Every once in a while, he’d chime in about a particular minifigure in the film that overlapped with his collection. Or when things would appear that he’d seen in Lego sets on the Internet or in a store. So he was at least paying attention.

Meanwhile, I’m loving every second of it. The movie is brilliant and hilarious and inventive—pretty much everything you would want from a Lego movie. This is our new favorite movie, I kept thinking. We’re going to get the DVD and wear it out. I see a Lego Movie-themed 6-year-old birthday party, an Emmett with the Piece of Resistance Halloween costume. Also, when does the sequel come out?

And then, things started to get hairy onscreen for our heroes toward the end of the second act (as they are wont to do). And finally the Doozer had a reaction to the film:

“I want to go! I don’t want to watch anymore! I don’t like this!”

We tried to cajole him. To reassure him. Suggested that he cover his eyes. Just for a moment. But he was adamant. He wanted to stop watching. He wanted to leave.

I didn’t get it. I mean, he’s watched lots of movies, doesn’t he know what’s going to happen? He’s seen the Grinch have a change of heart and return Christmas to Whoville; he’s seen the Scooby-Doo gang solve countless mysteries and reveal that scary monsters are just disgruntled guys in suits; he’s seen Rocky and Bullwinkle escape from the dastardly clutches of Boris and Natasha; he’s watched Carl Frederickson rescue Russell the Wilderness Scout, Kevin the Bird, and Dug the Talking Dog from the nefarious explorer Charles Muntz.

Surely, he must realize that these minifigures are going to escape these dire circumstances and triumph over Lord Business’ evil plans?

“I don’t want to watch anymore! I want to go!”

And so the wife took him to the lobby for several minutes. I stayed in my seat, watching the film, my joy diminishing by the moment. Sure, the film was still entertaining, but it was just different now. Our son was scared. He didn’t like it. He was over it.
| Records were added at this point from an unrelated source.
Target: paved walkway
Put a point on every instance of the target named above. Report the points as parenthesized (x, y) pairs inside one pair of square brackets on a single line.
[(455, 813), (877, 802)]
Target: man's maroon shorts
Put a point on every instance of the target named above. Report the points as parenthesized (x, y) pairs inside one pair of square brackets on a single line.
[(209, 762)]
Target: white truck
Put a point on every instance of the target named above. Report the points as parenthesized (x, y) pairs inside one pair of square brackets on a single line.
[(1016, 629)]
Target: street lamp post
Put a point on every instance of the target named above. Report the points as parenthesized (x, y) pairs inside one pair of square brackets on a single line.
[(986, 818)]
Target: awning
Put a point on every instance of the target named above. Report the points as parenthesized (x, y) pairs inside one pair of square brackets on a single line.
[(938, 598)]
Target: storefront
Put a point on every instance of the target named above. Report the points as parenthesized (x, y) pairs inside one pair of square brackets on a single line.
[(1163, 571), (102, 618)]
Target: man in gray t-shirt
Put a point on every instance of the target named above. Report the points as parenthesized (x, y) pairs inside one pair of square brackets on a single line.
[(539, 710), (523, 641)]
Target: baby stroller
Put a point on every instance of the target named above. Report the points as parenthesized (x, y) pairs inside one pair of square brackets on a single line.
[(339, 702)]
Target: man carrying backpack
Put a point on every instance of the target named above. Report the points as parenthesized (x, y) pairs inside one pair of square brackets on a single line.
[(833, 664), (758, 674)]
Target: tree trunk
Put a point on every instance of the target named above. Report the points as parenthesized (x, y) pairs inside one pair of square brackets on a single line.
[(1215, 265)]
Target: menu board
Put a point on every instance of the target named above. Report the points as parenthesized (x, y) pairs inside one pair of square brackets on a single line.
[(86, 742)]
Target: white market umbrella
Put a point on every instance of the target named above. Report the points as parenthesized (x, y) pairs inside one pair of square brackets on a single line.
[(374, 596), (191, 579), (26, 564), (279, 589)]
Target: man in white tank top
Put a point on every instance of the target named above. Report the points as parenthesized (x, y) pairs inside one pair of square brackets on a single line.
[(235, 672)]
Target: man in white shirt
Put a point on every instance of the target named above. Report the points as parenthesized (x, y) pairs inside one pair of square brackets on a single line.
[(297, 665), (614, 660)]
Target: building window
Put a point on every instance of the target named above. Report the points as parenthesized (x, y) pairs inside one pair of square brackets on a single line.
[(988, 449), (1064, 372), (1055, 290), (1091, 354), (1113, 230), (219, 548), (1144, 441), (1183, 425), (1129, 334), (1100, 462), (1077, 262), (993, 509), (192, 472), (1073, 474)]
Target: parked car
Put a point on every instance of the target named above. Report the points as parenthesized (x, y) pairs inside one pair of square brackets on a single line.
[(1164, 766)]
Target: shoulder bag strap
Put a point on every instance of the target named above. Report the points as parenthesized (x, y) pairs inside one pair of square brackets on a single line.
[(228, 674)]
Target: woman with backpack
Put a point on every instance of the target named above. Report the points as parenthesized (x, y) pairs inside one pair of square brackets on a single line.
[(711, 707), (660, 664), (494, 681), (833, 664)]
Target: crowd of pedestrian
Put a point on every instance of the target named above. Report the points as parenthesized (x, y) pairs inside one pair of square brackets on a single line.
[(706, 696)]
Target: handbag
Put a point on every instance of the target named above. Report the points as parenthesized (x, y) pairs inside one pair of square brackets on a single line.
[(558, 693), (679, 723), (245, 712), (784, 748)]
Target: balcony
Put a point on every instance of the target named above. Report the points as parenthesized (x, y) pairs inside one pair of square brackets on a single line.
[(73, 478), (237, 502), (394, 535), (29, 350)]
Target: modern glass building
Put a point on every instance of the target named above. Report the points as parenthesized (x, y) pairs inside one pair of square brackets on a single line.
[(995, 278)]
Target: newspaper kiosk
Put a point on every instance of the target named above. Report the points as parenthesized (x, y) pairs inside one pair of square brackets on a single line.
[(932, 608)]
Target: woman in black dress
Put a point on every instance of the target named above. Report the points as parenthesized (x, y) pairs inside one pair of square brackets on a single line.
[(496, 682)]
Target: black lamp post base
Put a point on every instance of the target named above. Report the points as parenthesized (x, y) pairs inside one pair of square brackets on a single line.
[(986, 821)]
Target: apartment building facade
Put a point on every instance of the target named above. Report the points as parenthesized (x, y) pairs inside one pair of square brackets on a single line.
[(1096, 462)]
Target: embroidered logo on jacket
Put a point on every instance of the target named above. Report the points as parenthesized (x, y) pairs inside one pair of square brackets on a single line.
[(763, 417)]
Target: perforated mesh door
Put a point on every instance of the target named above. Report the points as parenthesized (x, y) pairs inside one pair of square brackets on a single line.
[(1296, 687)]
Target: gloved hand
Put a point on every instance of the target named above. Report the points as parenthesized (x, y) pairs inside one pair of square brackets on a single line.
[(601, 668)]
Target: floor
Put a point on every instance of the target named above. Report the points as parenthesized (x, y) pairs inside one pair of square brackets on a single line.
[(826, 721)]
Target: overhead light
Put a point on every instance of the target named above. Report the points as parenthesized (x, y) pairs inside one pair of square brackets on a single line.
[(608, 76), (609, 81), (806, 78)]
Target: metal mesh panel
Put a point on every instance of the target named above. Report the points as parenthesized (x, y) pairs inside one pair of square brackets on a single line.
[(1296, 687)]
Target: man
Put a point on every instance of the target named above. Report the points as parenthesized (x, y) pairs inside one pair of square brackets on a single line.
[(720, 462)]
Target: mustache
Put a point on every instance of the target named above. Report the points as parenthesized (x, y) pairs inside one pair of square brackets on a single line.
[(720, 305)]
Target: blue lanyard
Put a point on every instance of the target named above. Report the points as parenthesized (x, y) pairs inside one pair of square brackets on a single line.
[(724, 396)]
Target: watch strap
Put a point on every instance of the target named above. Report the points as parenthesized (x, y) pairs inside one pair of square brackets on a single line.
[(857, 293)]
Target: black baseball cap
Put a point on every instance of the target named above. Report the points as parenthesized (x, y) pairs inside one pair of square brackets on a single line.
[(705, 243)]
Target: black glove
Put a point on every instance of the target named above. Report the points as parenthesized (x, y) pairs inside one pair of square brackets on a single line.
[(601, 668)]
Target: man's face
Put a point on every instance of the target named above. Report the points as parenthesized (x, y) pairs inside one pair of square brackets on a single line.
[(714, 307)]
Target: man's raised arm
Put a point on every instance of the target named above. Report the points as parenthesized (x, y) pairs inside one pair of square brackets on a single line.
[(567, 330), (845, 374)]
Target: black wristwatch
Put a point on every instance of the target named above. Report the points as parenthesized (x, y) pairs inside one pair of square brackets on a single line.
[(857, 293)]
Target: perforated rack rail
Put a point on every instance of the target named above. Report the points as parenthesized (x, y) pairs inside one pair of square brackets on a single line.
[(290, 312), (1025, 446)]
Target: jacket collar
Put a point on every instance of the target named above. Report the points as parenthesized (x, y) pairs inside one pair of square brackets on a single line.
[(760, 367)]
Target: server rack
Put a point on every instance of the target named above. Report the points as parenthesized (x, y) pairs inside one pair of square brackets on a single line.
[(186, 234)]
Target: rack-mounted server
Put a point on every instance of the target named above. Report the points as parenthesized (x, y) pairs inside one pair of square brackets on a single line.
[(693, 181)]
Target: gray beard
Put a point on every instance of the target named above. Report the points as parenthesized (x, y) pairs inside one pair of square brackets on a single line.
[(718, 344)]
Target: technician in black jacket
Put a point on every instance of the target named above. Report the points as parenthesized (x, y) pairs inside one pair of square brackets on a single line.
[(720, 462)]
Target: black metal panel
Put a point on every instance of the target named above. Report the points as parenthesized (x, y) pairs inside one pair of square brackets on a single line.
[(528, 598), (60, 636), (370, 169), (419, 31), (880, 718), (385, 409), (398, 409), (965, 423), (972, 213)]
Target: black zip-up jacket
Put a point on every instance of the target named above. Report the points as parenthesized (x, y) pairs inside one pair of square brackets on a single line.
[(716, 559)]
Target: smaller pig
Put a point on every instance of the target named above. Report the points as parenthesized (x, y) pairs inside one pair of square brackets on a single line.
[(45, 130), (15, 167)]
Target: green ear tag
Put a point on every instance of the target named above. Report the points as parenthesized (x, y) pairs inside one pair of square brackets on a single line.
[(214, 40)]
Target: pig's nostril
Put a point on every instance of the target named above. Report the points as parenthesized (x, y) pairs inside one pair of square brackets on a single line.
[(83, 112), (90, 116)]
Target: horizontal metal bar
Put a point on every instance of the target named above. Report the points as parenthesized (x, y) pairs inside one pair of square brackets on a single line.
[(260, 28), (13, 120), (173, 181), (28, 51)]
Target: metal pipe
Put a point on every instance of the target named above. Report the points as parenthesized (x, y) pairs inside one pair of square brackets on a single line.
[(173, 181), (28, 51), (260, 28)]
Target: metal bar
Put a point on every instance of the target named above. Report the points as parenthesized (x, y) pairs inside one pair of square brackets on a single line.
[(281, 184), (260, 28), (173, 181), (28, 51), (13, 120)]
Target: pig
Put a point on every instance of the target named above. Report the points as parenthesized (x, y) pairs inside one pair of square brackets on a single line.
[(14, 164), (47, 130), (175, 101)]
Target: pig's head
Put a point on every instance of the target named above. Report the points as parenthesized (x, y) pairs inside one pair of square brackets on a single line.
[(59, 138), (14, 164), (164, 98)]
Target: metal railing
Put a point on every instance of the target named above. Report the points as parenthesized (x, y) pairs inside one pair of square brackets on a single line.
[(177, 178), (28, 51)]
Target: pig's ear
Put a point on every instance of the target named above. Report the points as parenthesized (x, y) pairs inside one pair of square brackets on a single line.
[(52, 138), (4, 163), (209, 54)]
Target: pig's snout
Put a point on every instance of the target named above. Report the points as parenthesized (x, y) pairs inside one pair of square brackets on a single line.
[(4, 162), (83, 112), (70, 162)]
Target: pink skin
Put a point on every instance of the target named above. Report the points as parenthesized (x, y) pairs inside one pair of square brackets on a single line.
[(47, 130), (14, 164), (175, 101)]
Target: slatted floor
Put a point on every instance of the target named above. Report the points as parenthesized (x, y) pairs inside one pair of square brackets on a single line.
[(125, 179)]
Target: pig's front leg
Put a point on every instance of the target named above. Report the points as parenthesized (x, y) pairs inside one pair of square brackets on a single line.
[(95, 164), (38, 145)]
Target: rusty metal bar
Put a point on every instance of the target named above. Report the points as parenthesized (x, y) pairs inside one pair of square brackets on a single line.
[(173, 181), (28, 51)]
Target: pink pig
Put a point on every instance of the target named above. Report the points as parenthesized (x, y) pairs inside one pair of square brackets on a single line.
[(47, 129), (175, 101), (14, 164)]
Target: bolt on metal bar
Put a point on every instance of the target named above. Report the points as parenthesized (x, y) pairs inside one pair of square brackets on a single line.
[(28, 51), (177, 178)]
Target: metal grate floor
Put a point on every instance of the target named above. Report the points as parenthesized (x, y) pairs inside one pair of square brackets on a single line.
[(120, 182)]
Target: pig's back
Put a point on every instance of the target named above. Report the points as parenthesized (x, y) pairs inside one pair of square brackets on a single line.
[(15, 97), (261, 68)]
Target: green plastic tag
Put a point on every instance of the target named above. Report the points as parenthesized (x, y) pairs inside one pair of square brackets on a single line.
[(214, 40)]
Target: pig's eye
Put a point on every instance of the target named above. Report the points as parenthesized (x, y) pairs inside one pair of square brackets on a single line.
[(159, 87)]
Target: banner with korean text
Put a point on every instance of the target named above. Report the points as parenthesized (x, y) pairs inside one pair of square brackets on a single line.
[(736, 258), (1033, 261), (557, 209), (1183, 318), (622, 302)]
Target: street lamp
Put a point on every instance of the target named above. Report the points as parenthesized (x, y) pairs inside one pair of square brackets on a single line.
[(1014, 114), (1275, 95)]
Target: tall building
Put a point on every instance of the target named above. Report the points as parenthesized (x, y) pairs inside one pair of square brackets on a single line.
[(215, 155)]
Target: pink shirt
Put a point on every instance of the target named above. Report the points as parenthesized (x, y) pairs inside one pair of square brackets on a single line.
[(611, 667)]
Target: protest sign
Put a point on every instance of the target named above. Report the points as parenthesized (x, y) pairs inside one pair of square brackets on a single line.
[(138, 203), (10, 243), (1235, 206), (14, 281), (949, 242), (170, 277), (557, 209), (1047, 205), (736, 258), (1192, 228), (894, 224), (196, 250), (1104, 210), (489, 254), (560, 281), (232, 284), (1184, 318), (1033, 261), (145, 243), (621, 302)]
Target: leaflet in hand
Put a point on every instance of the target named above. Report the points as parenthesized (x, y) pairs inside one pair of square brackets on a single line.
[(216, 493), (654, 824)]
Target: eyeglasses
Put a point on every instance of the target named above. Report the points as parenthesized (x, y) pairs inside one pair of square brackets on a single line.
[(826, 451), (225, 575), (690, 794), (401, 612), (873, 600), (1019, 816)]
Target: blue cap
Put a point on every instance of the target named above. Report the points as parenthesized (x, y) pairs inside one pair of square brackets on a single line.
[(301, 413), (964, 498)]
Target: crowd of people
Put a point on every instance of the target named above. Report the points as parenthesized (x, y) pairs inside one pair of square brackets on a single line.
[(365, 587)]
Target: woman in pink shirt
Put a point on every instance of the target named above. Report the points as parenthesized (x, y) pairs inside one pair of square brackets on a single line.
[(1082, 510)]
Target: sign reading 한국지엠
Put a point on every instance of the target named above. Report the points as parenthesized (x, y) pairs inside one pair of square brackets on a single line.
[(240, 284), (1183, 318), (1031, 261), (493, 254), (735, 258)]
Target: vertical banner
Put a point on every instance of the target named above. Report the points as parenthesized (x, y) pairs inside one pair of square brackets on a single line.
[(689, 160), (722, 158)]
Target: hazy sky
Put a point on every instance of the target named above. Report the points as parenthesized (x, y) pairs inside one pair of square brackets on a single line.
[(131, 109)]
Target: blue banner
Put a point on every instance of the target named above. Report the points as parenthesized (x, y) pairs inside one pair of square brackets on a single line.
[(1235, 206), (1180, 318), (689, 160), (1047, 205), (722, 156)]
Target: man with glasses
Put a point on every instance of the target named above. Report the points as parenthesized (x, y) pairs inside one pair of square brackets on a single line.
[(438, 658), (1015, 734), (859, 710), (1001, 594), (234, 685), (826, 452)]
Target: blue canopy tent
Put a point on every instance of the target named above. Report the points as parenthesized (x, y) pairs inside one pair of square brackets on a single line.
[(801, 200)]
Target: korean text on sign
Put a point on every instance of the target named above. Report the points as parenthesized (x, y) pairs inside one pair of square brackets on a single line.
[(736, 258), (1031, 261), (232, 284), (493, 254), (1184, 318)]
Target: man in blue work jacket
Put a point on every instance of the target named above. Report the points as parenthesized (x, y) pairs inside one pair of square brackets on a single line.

No second viewing, I thought. No DVD. No birthday party, no costume, no nothing. Guess maybe I jumped the gun on that whole new favorite movie thing. Thanks, Doozer.

The credits rolled and the Doozer had not returned to his seat. I was crushed. But then, it turned out he and his mom had stood in the tunnel, watching the end of the movie. We asked him about his favorite part of the day. The movie? The snacks? The fact that his brother wasn’t there?

He told us it was the movie. Awesome!

Back at home, he asks me a lot of questions about what happened. He’s unsure about certain plot points. I tell him that he will probably understand it more after he sees it again sometime. He informs me that he never wants to see it again. Awesome.

But then, as the days go by, he keeps bringing it up. He’s still asking a lot of questions about the movie. Talking about it. Talking about the toys. About Lord Business and Wildstyle and Cloud Cuckoo Land. Almost a week later now and he seems just as interested as ever.

So if you’ll excuse me, I have a DVD to pre-order on Amazon. (Quickly, before he changes his mind.)

1 comment:

  1. I'm a little behind on your blog, but have to agree - this was an awesome movie. I bet Doozer will grow to adore it, and if not, it will still hold a special place in his heart. And, in 30 years when they "reboot" the franchise, he will remember his childhood and look forward to that movie's release, so that he may take his own children. Circle of life!